Artist: Broken Hands for Brilliant Minds
Album: Remember the Past, Respect the Future
Label: Odd Halo
Tracks: 6
Length: 01:10:31
Review by: Mike “Chainsaw” Leech
The music of Broken Hands for Brilliant Minds is a kind that's very useful in sleep assistance and little else. Clocking in at well over an hour with only six tracks to its name, you can probably already guess what to expect from this album. Songs that are abnormally prolonged, purposefully simplistic and, if you actually try to pay attention, pretty monotonous. But this music wasn’t intended to be exciting or catchy, right? This is “mood” music. The kind not to be enjoyed while operating heavy machinery. It’s kinda like Sigur Ros mixed with Brian Eno’s early solo work, played on a Walkman with dangerously low batteries.

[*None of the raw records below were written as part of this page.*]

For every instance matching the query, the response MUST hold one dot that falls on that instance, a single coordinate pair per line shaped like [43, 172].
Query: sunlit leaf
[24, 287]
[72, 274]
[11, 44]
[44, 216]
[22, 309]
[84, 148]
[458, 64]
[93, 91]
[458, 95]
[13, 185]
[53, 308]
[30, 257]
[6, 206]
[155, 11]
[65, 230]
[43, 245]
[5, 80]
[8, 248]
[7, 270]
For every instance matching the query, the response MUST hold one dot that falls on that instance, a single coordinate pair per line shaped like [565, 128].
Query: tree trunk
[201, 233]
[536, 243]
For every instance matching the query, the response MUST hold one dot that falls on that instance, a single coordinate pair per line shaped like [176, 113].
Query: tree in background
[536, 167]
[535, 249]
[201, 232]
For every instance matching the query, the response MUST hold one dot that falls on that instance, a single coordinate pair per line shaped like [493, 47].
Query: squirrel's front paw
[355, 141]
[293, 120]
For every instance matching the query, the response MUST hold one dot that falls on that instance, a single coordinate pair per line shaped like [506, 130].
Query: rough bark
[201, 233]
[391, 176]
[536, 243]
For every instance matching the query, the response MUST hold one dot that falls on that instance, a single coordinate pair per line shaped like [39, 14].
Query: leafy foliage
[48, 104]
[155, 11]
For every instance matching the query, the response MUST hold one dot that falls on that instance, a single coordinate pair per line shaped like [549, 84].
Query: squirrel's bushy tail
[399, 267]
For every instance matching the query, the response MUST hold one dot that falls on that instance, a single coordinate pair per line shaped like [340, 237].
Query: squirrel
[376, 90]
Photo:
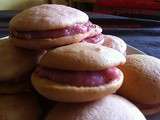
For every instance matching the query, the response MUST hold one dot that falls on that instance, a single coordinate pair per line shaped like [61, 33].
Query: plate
[130, 50]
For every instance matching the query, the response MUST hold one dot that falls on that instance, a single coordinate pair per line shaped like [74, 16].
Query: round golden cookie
[142, 79]
[115, 43]
[15, 62]
[111, 107]
[19, 107]
[66, 93]
[47, 17]
[82, 57]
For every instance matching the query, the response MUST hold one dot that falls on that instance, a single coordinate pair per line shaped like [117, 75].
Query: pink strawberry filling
[80, 78]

The songs are built on textures, not melody, and on sprawling atmospheres in place of rhythm. The overall tone is dark and claustrophobic, sounding almost as if its haunting synthesizers had been recorded underwater. Nearly all of the tracks are nothing more than synth meanderings in desperate need of accompaniment, though “Above the Horizon“ contains some hushed, distorted vocals and percussion, and supposedly there‘s some guitar on the record somewhere, but I couldn‘t find it. Basically, if you’re not into the ambient thing then you’ll probably find this album a little too boring. Then again, even if you are into the ambient thing there’s a good chance you'll feel the same way.